「寒気がする」症状が特徴的な病気・疾患
ここではMedical DOC監修医が、「寒気がする」に関する症状が特徴の病気を紹介します。
どのような症状なのか、他に身体部位に症状が現れる場合があるのか、など病気について気になる事項を解説します。
自律神経失調症
体を動かす時に働く交感神経と、逆に休める時に働く副交感神経のことを自律神経といい、この2つがバランスをとりながら身体の状態を調節しています。不規則な生活やストレスにより、このバランスが崩れ、さまざまな症状が生じます。ホルモンバランスの乱れによる起こる更年期障害は、自律神経の乱れに繋がるため、同じような症状となります。のぼせやほてりなど体が熱く感じる、発汗、寒気、イライラ、不安、疲れやすい、頭が痛い、動悸や息切れ、めまいなどです。自律神経失調症と診断がつけば心療内科が主な診療科ですが、症状が多岐にわたるため、症状に合わせた診療科(動悸なら循環器内科、めまいなら耳鼻科や脳神経内科など)をまずは受診しましょう。
腎盂腎炎(じんうじんえん)
腎臓で作られた尿は尿管を通って膀胱へ行き、尿道を通って排尿されます。腎臓と尿管のつなぎ目を腎盂と呼びます。通常この過程は、無菌です。しかし、尿道から菌が入り、膀胱まで逆流すれば膀胱炎に、腎盂まで逆流すれば腎盂腎炎と呼びます。膀胱炎で発熱することはありませんが、腎盂腎炎まで進行すると発熱するため、寒気を感じることがあります。腰痛や背中の痛み、腹痛、排尿時痛を生じることもあり、悪寒戦慄があると敗血症を発症する可能性も出てきます。尿管結石や前立腺がん、前立腺肥大症などによる通過障害があると排尿できずに逆流するため原因となり得ます。女性は男性に比べ尿道が短く、膣や肛門と尿道が隣接しているため発症しやすいですし、糖尿病や抗がん剤加療中などの免疫状態が下がった方も発症しやすくなります。治療のメインは、原因菌を標的とした抗生剤加療です。脱水による尿量低下も原因となるため、点滴による脱水改善、尿量増加での加療も行うことがあります。寒気とともに腰痛や背中の痛み、腹痛、排尿時痛などの疼痛がある場合は、泌尿器科や腎臓内科への受診を検討しましょう。
胆嚢炎(たんのうえん)
肝臓で作られた胆汁という消化酵素は胆嚢という袋状の臓器に一度蓄えられ、胆管をとおって十二指腸へ流れます。胆嚢炎とは、胆嚢に炎症を起こした状態です。原因の多くは胆石です。胆石が詰まり、胆嚢から胆管への本来の胆汁の流れを遮断し、胆嚢炎を起こします。通常は食後に右上腹部あたりの疼痛が出現します。発熱し、全身状態が悪化する可能性もあります。治療は入院の上、絶食や抗生剤点滴による加療が行われます。胆石が残存し繰り返す場合は胆のう摘出術など外科的加療を検討していくことが必要でしょう。食後に寒気とともに右上腹部の痛みがある場合は、消化器内科でお腹の診察を一度受けてください。
「寒気がする」ときの正しい対処法
体が筋肉を収縮させて体温を上昇させようとしているため無理なく安静に過ごすことが大切です。
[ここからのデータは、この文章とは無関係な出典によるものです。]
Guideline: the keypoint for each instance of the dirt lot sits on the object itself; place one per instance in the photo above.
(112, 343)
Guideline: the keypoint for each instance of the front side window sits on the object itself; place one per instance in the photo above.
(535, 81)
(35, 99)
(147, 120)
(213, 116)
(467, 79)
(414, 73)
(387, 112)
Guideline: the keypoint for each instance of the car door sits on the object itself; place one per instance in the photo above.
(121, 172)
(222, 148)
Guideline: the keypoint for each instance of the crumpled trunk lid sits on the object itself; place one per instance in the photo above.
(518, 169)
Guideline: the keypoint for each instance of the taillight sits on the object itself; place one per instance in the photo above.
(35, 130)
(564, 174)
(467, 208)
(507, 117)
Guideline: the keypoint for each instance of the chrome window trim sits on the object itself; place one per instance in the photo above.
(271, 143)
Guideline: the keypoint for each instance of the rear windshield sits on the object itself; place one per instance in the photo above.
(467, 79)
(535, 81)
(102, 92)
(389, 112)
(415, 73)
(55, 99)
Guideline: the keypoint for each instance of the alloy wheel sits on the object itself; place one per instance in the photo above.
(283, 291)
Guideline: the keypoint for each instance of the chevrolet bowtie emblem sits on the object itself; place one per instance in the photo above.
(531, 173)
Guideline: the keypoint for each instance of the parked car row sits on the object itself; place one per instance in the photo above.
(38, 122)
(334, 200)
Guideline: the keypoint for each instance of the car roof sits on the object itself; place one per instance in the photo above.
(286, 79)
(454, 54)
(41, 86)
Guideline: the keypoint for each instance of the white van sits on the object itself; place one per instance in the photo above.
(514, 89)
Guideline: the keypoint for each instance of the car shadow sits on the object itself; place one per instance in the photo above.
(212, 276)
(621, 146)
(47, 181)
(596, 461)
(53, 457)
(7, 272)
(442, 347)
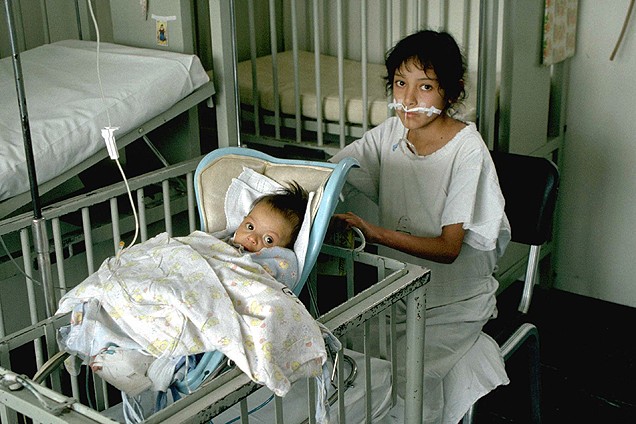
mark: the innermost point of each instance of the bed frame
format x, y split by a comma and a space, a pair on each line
100, 223
520, 103
182, 139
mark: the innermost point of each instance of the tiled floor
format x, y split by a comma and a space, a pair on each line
588, 362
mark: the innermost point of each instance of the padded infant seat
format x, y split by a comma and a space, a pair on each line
217, 169
213, 178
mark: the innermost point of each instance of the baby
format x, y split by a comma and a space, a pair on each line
274, 220
270, 229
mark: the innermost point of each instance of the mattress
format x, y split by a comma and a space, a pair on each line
65, 107
376, 96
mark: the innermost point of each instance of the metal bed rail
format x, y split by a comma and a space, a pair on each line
49, 404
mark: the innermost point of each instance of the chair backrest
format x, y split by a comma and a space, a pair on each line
529, 185
216, 170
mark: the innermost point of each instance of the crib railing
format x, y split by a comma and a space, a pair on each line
52, 402
84, 231
327, 28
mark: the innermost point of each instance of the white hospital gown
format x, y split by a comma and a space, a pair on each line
419, 195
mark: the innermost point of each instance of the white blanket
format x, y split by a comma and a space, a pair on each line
180, 296
65, 107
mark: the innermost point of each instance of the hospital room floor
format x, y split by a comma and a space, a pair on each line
588, 362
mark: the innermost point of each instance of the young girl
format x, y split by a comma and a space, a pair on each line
440, 206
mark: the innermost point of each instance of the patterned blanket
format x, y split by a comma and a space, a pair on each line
180, 296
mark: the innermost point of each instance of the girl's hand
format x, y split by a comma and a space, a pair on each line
370, 231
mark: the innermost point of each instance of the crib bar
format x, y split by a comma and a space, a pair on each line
59, 255
367, 367
165, 188
393, 336
244, 412
33, 312
297, 109
415, 312
311, 406
365, 60
278, 406
274, 51
317, 50
232, 386
141, 211
114, 217
341, 100
191, 203
486, 73
88, 240
466, 28
255, 90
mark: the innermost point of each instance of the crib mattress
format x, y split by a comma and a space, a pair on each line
65, 107
377, 103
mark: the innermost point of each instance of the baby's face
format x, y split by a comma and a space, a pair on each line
263, 227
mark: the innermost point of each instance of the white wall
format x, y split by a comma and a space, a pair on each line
596, 237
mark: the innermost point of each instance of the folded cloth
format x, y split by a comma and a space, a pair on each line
187, 295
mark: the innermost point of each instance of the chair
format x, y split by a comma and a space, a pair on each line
529, 185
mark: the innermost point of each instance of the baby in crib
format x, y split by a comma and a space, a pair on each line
269, 231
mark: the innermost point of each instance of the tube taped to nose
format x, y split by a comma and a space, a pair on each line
429, 111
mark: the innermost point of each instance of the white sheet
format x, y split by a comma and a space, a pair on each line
377, 98
65, 108
180, 296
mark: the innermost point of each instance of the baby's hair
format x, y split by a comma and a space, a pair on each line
431, 50
291, 202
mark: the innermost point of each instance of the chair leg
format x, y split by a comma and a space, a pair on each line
528, 332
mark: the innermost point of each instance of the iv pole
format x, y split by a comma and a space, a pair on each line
38, 226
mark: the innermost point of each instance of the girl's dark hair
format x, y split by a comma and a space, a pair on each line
291, 202
431, 50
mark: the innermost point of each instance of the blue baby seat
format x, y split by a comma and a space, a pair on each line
213, 177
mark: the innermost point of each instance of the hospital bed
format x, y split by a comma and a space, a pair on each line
73, 88
37, 342
302, 83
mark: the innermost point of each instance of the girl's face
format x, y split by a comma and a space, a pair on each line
415, 87
263, 227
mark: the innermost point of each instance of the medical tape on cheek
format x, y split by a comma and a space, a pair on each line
429, 111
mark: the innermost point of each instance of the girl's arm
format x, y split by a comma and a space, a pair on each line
443, 249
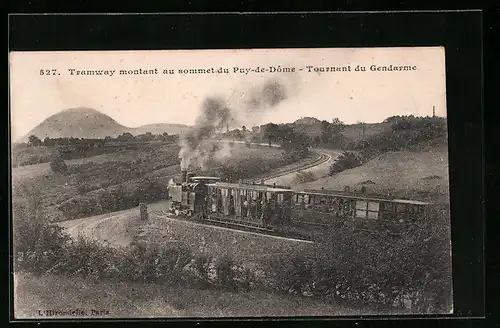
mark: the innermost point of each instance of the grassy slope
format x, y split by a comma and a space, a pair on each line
355, 131
402, 172
243, 246
127, 300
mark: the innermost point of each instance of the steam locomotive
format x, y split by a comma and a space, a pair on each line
280, 210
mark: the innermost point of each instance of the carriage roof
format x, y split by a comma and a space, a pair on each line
351, 195
261, 188
204, 178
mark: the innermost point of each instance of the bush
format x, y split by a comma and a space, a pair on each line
37, 244
347, 160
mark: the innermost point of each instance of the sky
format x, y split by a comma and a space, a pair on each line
134, 100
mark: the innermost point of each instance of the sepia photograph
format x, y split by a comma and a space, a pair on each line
232, 183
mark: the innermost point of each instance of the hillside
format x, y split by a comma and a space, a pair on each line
353, 132
160, 128
420, 175
82, 122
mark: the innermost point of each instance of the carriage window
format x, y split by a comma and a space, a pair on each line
361, 207
373, 209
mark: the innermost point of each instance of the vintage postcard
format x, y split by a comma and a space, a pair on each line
230, 183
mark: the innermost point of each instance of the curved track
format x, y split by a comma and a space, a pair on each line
117, 228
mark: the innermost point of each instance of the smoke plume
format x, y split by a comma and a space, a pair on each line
217, 114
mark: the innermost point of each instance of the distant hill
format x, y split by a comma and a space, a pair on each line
354, 132
82, 122
160, 128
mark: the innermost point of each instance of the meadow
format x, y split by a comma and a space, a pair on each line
421, 175
113, 182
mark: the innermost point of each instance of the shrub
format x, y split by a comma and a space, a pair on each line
373, 270
225, 272
304, 177
202, 268
37, 244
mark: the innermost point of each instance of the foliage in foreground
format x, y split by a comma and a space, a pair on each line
350, 267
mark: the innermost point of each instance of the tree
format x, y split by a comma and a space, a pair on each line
34, 141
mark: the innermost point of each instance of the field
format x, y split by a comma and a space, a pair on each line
127, 300
113, 182
421, 175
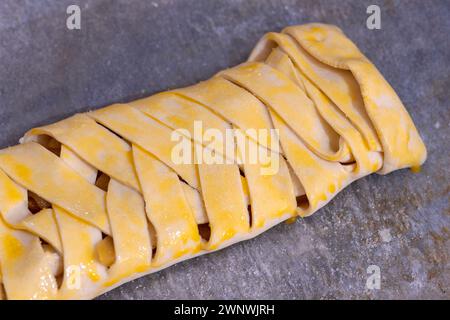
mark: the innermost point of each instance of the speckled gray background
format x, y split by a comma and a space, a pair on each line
130, 49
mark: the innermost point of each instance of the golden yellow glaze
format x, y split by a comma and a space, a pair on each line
113, 205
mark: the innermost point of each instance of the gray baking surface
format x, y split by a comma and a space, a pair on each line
131, 49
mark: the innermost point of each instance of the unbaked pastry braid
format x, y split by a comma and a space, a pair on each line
96, 200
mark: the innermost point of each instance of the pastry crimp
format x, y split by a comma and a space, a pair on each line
96, 200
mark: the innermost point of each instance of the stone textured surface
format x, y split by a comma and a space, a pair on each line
130, 49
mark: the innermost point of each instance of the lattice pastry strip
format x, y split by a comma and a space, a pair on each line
96, 200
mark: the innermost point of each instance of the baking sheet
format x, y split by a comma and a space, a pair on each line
131, 49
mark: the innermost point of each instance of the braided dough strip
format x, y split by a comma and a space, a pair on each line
96, 200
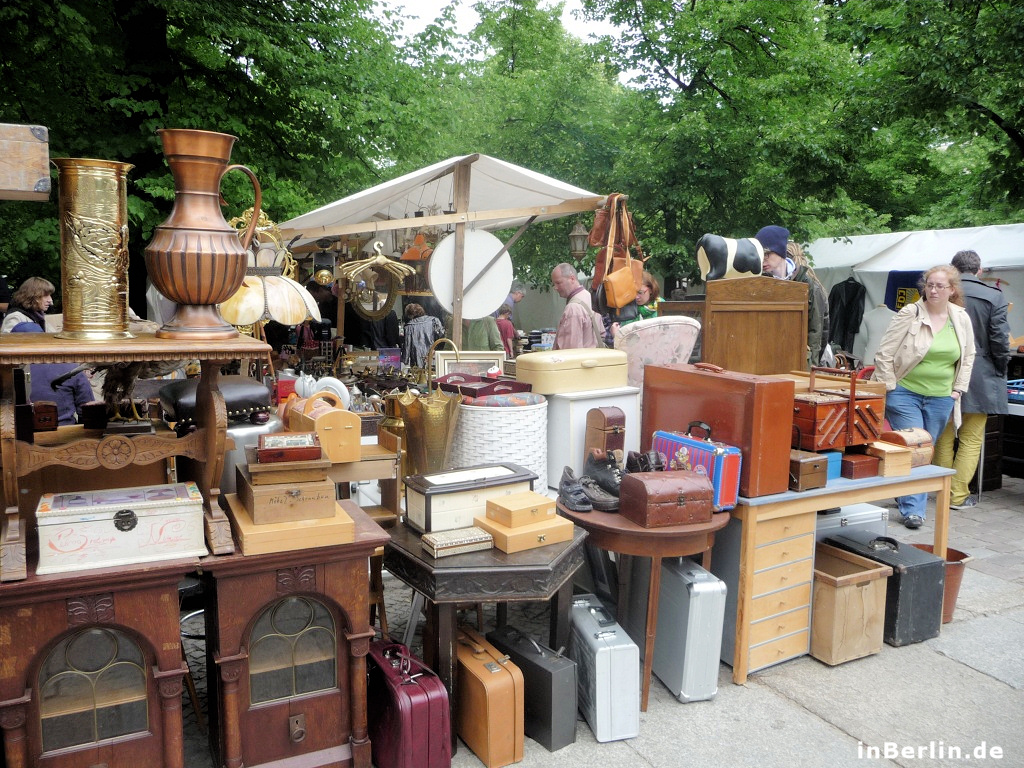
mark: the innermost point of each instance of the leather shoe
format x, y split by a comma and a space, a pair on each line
600, 499
603, 470
570, 493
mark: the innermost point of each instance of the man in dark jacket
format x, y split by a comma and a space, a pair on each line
987, 392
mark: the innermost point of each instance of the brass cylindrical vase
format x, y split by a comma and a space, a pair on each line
93, 214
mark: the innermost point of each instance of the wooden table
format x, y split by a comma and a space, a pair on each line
489, 576
613, 532
775, 537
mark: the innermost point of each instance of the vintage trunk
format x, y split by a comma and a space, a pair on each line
283, 502
605, 430
721, 463
856, 466
443, 501
530, 536
560, 371
550, 681
753, 413
491, 701
120, 526
285, 537
913, 593
408, 710
849, 606
520, 509
807, 470
915, 438
25, 162
669, 498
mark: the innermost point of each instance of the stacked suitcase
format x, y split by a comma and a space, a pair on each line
607, 671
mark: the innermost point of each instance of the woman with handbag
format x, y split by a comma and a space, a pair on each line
925, 359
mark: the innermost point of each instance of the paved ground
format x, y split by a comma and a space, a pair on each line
952, 700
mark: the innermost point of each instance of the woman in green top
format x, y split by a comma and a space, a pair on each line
925, 360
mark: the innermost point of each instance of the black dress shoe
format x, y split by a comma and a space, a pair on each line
570, 493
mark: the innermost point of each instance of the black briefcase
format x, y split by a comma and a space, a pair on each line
913, 596
550, 683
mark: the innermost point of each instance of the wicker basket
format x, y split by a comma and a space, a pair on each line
517, 434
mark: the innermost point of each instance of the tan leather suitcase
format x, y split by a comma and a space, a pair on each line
605, 430
754, 413
491, 708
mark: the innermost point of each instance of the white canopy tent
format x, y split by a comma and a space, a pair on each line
472, 189
869, 258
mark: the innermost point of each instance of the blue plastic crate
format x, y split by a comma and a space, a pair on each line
1015, 390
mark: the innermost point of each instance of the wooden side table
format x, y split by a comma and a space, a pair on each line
613, 532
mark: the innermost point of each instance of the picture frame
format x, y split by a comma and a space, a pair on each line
473, 363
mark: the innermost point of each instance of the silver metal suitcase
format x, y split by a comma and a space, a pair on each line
690, 614
607, 671
867, 517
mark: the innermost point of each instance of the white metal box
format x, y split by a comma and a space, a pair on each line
567, 425
571, 370
119, 526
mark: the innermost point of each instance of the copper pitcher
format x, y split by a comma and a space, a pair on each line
196, 258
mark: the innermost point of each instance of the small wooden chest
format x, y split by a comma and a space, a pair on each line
856, 466
25, 162
552, 530
520, 509
119, 526
807, 470
894, 461
283, 502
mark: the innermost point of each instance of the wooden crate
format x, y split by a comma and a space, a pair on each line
849, 605
25, 159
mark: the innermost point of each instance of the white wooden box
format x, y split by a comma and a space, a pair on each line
119, 526
567, 425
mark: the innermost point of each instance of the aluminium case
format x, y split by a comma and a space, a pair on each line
607, 671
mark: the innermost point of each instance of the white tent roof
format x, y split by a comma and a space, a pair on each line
869, 258
501, 195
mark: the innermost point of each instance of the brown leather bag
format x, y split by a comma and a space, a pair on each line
672, 498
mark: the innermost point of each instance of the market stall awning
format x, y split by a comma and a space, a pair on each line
501, 196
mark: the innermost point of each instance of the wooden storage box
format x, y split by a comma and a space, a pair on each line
25, 162
530, 536
451, 500
849, 605
807, 470
302, 471
283, 502
560, 371
520, 509
894, 461
285, 537
856, 466
100, 528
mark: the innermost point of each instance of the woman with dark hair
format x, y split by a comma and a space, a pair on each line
925, 359
29, 304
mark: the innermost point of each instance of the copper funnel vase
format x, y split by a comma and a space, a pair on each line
196, 258
93, 214
430, 422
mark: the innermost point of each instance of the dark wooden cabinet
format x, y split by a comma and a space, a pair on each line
287, 638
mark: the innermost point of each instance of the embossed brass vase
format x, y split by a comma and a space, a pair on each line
430, 422
93, 217
196, 258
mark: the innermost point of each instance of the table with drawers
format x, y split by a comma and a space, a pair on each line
766, 557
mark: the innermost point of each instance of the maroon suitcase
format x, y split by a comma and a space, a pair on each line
754, 413
408, 710
670, 498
発熱による寒気を抑える主な市販薬は、ロキソニンSやラックル、タイレノールAなどの内服による解熱鎮痛薬です。ウイルス性の感冒などとは違い、細菌感染の場合は、抗生剤加療が必要となり、入院が必要となる場合もあります。市販では購入できませんし抗生剤にも色々あり適切な加療が必要です。3日以上発熱が続く場合や、いつもと違う腹痛など症状が強い場合は早期に内科を受診して下さい。